Using pandoc to convert tutorial project to a docx file

jjs357 · May 27, 2024, 3:20pm

Discovered this pandoc script:

pandoc --extract-media ./myMediaFolder EEK-Non-Fiction-Start.docx -o ./CopyEEK.docx

which will extract the media files named as they are inside the source .docx file, which is a Zip archive at its core. The media file names are generated as well, so the names are different from the source names I used inside of Scrivener.

But this could work for me with the editorial process I will need to follow.

jjs357 · May 27, 2024, 3:24pm

Thanks again for the reply. The Part Header type (Header) needs to be different from the Chapter Header where the Part is unnumbered. But when I start the compile sequence, the Header and Chapter Header are both connected to the same header style and I do not yet see how to change that connection.

Maybe a little more research is required.

jjs357 · May 27, 2024, 4:00pm

I am getting close to the effect I want but as I move to the next Part heading (Part 2) which I want as unnumbered, the chapter heading that follows is numbered correctly, but the first headed subsection retains the numbering that the last subsection of Part 1 ended with.
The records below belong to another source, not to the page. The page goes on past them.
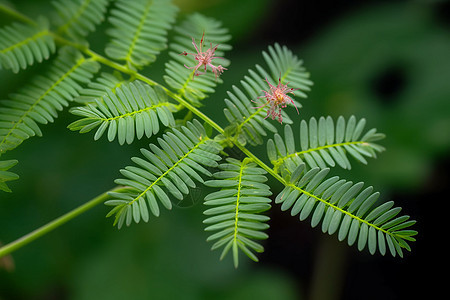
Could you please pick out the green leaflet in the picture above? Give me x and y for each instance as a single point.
(127, 111)
(236, 210)
(39, 101)
(344, 208)
(324, 143)
(181, 78)
(139, 30)
(76, 19)
(5, 175)
(22, 45)
(246, 113)
(164, 173)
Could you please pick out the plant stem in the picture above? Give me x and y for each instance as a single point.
(9, 11)
(26, 239)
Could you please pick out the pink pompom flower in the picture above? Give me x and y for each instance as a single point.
(277, 98)
(204, 59)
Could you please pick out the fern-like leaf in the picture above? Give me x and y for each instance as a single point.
(39, 101)
(6, 175)
(181, 78)
(22, 45)
(126, 112)
(139, 30)
(248, 123)
(76, 19)
(324, 143)
(99, 87)
(344, 208)
(237, 209)
(168, 169)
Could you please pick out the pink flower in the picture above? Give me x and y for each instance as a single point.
(204, 59)
(277, 98)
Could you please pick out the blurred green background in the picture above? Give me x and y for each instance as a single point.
(386, 61)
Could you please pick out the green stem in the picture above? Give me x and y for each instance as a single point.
(26, 239)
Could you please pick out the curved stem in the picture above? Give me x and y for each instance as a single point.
(28, 238)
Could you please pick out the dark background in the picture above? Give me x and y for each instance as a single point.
(387, 61)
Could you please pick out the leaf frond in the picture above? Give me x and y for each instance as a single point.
(236, 213)
(126, 112)
(346, 209)
(39, 101)
(98, 88)
(324, 143)
(248, 120)
(22, 45)
(139, 30)
(180, 78)
(165, 172)
(6, 175)
(76, 19)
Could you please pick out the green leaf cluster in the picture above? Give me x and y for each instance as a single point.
(345, 209)
(182, 155)
(180, 78)
(126, 112)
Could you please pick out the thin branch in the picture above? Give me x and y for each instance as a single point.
(37, 233)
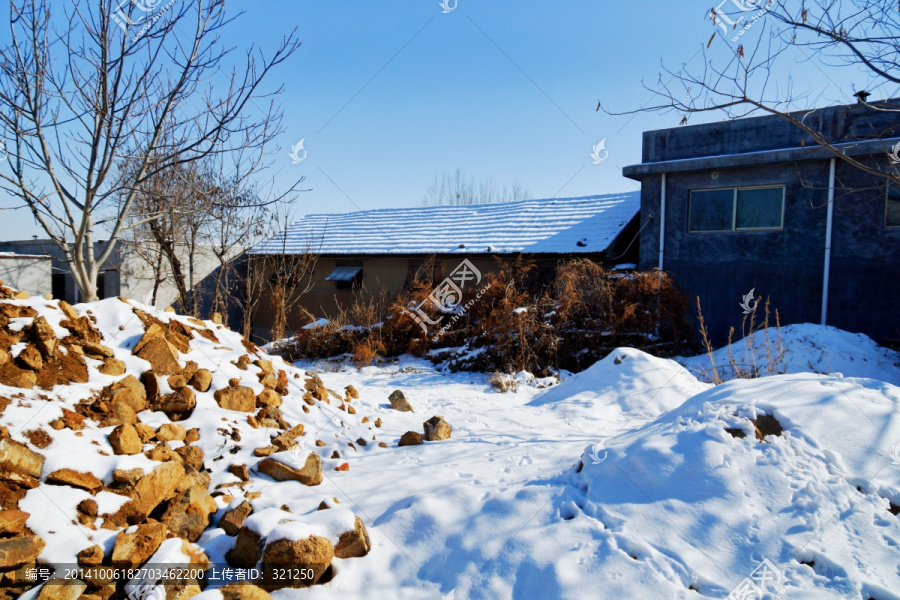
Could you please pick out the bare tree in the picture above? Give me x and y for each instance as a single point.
(87, 86)
(291, 274)
(460, 188)
(764, 37)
See:

Seems like I want a reset declared somewhere, but where?

jjs357 · May 27, 2024, 5:51pm

If I reset both the level 1 $hn AND the chapter number $n in the Part Text suffix:

Then everything resets so at least the sub level numbers match:

BUT, I want to let the chapter auto-numbers keep increasing and only reset the subheader numbers.
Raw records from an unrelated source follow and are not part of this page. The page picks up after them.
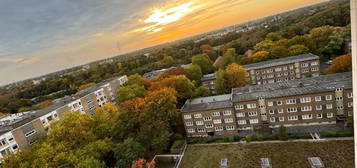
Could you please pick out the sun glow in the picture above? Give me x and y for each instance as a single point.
(159, 18)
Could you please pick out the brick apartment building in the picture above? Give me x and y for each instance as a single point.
(19, 131)
(278, 70)
(305, 105)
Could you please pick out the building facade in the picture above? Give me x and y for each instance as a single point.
(306, 105)
(20, 131)
(278, 70)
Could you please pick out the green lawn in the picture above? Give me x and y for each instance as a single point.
(334, 154)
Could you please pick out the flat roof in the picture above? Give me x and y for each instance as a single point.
(207, 103)
(318, 84)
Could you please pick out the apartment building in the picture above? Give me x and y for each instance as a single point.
(306, 105)
(278, 70)
(20, 131)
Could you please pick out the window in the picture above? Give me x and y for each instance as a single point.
(227, 112)
(271, 111)
(229, 127)
(350, 95)
(199, 122)
(292, 109)
(281, 118)
(307, 116)
(197, 115)
(190, 130)
(14, 147)
(30, 133)
(242, 122)
(253, 113)
(189, 123)
(187, 117)
(305, 99)
(280, 110)
(328, 106)
(314, 63)
(291, 101)
(306, 108)
(239, 107)
(292, 118)
(240, 114)
(251, 106)
(317, 98)
(253, 121)
(218, 121)
(314, 69)
(329, 115)
(272, 119)
(350, 104)
(338, 98)
(207, 118)
(201, 130)
(220, 128)
(318, 115)
(318, 107)
(2, 142)
(215, 114)
(209, 125)
(10, 139)
(228, 120)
Have not gotten that to work yet.

jjs357 · May 27, 2024, 7:04pm

Well, I guess it was simple-minded operator error – can’t mix <$n> and <$hn>. When I made both chapter and section titles use <$hn_level1> I got the behavior I was looking to achieve.
E.g.

and the same for the headed subsection, I got the increase in chapter number past the unnumbered Part header boundary and the reset of the subsection number.
E.g.

Hoping this self-discussion might help others down the road.
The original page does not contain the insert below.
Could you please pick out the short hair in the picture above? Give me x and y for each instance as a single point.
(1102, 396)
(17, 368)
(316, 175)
ptram · May 28, 2024, 8:46am

Unfortunately not. With the progressive slipping into irrelevance, word processors have remained to the same concepts of the eighties, and i doubt they will adopt a more modern approach inspired to page layout or web site development programs.

Images are embedded, converted into their own format, and if they include a command to relink the embedded images they save them in their new, arbitrary format and with arbitrary names.

These images are usually recompressed, and with colors coded to RGB. No fidelity to the original is even considered. No way to recover images intended for professional printing. A word processor document has to be considered just as an intermediate for text and styles, to which images will have to be relinked by the page designer at the publishing house.

A compromise I’m experimenting is that to insert both a Markdown image link, and a visible image dragged/linked from the desktop. The first one will be the actual image, the second one a preview to be used while editing.

The Markdown image link and the preview image have different paragraph styles applied. In the Compile format I tell Scrivener to remove all elements with the preview image style.

In the above example, “ipath” is a variable for the full image path, that will be replaced during compile.

The original images will be the ones that I will then use for the resulting Web site or PDF created with a page layout program. Links in the Web site will, luckily, remain the same as written in Scrivener; not so for PDF, if the intermediate exchange format has to remain something like RTF or DOCX.

I’m hoping (but not believing) that Affinity Publisher will allow importing Markdown files directly. The only intermediate formats generated by Pandoc, that can preserve image links, are HTML and ICML. ICML requires a bit of work to be converted to IDML and be read by Publisher (InDesign can already), and is a bit basic. HTML, I’ve still to try extensively.

Paolo

AmberV · May 28, 2024, 3:38pm

With the progressive slipping into irrelevance, word processors have remained to the same concepts of the eighties, and i doubt they will adopt a more modern approach inspired to page layout or web site development programs.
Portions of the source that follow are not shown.